Reputation: 3
I want to be able to generate a random data file in Windows using either CMD or PowerShell, with the generated data being comprised of lines and lines of random text. I've managed to achieve this in PowerShell using the following command, however this took around 1 minute to generate 1MB of data, which is way too slow to be generating GBs:
1..100000 | % { [System.Web.Security.Membership]::GeneratePassword(70, 3) >> C:/dummy.txt }
File output should be the following:
YyS@ZRU98udC3q#R@5o7AR$*Bh44v22J!ekKSpIAgLQyp^pbBx
s8Wm589aYYH39@Arb2^ZRMPjx2UaEwHYkMmhgFaU$QyAU@@@WU
yB^!qo6e4x*eFvx%ZY7738&&FkhHXU24OCJCxfyQ7a%peo!$ap
...........
...........
$GVhMrkZfJbIkgAgri0w9lFVt6a^vXh6ev&jwPHGfoE!pVW85r
Does anyone have any suggestions? Preferably I can do this without the need for external tools, as the script to create this data will be run automatically during startup of the machine.
Upvotes: 0
Views: 2747
Reputation: 174515
The reason your current approach is slow is because of overhead from opening, writing to and closing the same file 100K times. Move the file redirection operator outside the pipeline expression and to only incur said overhead once:
1..100000 | % { [System.Web.Security.Membership]::GeneratePassword(70, 3) } >> .\dummy.txt
To illustrate the difference, here's measurements from 1000 passwords with your original vs. moving the output redirection outside:
PS ~>
>> Measure-Command {
>> 1..1000 | % { [System.Web.Security.Membership]::GeneratePassword(70, 3) >> .\dummy.txt }
>> } |Select TotalMilliseconds
TotalMilliseconds
-----------------
8881.9736
PS ~>
>> Measure-Command {
>> 1..1000 | % { [System.Web.Security.Membership]::GeneratePassword(70, 3) } >> .\dummy.txt
>> } |Select TotalMilliseconds
TotalMilliseconds
-----------------
72.7485
Literally >100 times faster already at only 1000 lines
Upvotes: 2
Reputation: 887
This should get you underway. The main point is that it uses C# for the generation of the random stuff. You can control the characters you want to use. It uses Linq, so it can be made to run much faster, but you should already see a massive performance boost when compared to random generation in PS. It will generate reasonably sized textfiles, if you want GB sized data you'll want to look into other methods.
$code = @"
using System;
using System.Linq;
namespace HelloWorld
{
public class Program$id
{
const string chars = "abcdefghijklmnopqrstuvwxyzABCDEFGHIJKLMNOPQRSTUVWXYZ0123456789";
private static Random random = new Random();
public static string RandomString(int length) // infinitely faster than Get-Random in Powershell
{
return new string(Enumerable.Repeat(chars, length)

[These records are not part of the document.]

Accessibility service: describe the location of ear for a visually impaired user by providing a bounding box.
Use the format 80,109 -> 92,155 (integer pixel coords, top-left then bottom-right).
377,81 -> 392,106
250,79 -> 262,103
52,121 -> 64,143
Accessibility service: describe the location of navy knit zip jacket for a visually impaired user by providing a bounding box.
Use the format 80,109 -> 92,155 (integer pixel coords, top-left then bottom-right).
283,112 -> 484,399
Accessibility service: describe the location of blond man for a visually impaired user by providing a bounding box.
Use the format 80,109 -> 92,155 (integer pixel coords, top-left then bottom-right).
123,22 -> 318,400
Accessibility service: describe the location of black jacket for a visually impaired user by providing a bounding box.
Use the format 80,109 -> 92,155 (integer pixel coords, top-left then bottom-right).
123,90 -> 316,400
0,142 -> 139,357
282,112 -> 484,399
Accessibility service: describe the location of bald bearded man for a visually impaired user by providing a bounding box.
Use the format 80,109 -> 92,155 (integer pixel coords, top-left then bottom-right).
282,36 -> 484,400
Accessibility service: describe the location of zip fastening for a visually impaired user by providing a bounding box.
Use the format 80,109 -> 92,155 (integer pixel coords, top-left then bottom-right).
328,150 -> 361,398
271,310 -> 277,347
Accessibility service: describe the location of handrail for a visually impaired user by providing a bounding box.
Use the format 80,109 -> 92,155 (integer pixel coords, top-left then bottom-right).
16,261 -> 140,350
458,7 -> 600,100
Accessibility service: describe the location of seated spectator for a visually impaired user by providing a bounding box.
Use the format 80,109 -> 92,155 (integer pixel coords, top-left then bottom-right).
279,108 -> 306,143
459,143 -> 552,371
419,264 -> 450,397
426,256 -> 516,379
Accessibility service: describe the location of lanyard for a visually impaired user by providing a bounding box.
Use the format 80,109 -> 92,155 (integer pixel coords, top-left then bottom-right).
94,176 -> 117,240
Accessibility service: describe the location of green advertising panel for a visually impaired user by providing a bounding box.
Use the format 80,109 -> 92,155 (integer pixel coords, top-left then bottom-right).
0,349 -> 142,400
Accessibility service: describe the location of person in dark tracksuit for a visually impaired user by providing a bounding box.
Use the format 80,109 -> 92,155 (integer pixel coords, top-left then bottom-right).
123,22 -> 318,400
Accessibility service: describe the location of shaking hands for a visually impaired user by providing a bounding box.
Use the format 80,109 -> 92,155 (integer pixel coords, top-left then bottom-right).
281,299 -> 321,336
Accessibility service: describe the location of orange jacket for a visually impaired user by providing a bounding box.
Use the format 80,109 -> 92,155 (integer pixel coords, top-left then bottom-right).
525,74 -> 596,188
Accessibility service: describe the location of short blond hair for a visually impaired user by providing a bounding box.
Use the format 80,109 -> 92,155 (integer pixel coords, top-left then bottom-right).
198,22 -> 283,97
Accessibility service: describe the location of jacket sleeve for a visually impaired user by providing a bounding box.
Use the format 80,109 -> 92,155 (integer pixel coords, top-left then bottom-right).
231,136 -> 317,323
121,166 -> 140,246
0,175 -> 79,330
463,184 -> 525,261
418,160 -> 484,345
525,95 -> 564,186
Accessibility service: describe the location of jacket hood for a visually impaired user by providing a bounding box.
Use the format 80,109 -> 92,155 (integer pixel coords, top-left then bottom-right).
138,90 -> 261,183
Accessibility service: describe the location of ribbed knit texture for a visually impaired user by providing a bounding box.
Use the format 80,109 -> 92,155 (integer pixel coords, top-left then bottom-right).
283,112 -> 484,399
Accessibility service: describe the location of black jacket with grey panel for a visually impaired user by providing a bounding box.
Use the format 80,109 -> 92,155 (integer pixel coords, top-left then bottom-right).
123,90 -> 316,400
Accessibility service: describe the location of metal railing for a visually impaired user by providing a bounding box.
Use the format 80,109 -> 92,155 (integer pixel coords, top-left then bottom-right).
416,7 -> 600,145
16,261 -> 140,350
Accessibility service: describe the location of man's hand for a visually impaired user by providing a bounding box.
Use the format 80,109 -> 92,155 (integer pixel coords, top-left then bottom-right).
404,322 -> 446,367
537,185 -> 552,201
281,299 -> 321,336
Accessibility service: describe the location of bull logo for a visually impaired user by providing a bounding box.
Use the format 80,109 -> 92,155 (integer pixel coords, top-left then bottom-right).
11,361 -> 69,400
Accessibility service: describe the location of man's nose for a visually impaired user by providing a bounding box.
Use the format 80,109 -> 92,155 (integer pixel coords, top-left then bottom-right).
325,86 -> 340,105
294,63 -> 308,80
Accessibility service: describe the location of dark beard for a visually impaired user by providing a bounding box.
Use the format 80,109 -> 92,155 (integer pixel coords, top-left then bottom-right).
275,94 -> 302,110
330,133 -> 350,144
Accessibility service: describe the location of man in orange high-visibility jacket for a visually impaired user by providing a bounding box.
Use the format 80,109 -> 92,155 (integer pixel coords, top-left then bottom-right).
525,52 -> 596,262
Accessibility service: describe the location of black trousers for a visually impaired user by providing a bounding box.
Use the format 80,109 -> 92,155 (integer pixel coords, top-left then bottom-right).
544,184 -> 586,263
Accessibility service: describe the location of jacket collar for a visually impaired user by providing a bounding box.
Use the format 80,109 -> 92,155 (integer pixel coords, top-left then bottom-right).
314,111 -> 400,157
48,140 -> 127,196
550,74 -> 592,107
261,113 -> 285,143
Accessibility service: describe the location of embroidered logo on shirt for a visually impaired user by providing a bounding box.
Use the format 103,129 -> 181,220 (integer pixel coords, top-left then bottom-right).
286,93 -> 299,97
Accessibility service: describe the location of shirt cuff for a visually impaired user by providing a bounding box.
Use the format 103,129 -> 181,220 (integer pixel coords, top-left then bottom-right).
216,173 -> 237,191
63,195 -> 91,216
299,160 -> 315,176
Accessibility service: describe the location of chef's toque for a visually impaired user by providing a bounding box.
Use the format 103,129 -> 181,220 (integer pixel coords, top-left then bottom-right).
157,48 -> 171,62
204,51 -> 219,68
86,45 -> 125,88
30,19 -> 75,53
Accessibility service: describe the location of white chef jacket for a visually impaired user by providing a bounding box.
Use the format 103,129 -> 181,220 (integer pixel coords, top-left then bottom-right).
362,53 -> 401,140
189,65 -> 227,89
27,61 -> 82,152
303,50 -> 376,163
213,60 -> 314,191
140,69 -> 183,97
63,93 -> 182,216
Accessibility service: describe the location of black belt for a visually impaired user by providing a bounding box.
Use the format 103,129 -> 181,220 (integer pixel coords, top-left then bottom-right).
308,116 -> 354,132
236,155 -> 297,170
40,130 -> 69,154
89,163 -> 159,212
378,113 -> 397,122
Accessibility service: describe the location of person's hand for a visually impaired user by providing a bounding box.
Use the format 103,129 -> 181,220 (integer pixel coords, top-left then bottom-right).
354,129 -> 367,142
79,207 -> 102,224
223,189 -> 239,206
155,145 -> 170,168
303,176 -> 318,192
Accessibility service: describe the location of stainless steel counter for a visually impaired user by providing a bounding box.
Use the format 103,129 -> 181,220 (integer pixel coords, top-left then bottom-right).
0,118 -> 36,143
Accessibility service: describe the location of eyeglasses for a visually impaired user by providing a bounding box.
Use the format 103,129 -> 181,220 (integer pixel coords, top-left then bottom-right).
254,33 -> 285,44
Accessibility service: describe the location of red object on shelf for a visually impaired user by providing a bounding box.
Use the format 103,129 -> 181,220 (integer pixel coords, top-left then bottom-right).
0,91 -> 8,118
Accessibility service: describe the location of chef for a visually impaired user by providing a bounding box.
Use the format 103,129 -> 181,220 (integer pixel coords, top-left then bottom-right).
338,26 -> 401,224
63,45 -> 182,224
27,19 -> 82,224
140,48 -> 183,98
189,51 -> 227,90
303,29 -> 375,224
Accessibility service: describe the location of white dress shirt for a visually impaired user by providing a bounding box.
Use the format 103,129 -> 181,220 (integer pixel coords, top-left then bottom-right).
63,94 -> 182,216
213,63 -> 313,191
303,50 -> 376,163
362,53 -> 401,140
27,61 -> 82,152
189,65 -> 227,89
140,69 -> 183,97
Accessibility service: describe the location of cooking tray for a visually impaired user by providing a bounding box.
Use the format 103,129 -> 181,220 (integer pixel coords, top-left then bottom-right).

.Select(s => s[random.Next(s.Length)]).ToArray());
}
}
}
"@
Add-Type -TypeDefinition $code -Language CSharp
$lines = 100000
$lenght = 70
$outfile = "e:\temp\dummy.txt" # tweak as needed
$sb = [System.Text.StringBuilder]::new() # spin up a stringbuilder to hold characters
# create a string buffer with $lines of $length characters
1..$lines | % {
[void]$sb.AppendLine((Invoke-Expression "[HelloWorld.Program$id]::RandomString($lenght)"))
}
$sb.ToString() | Out-File $outfile # write out results
cat $outfile -Tail 10 # show last 10 lines in output file
This takes 2-3 seconds on my system (including the cat
).
Upvotes: 1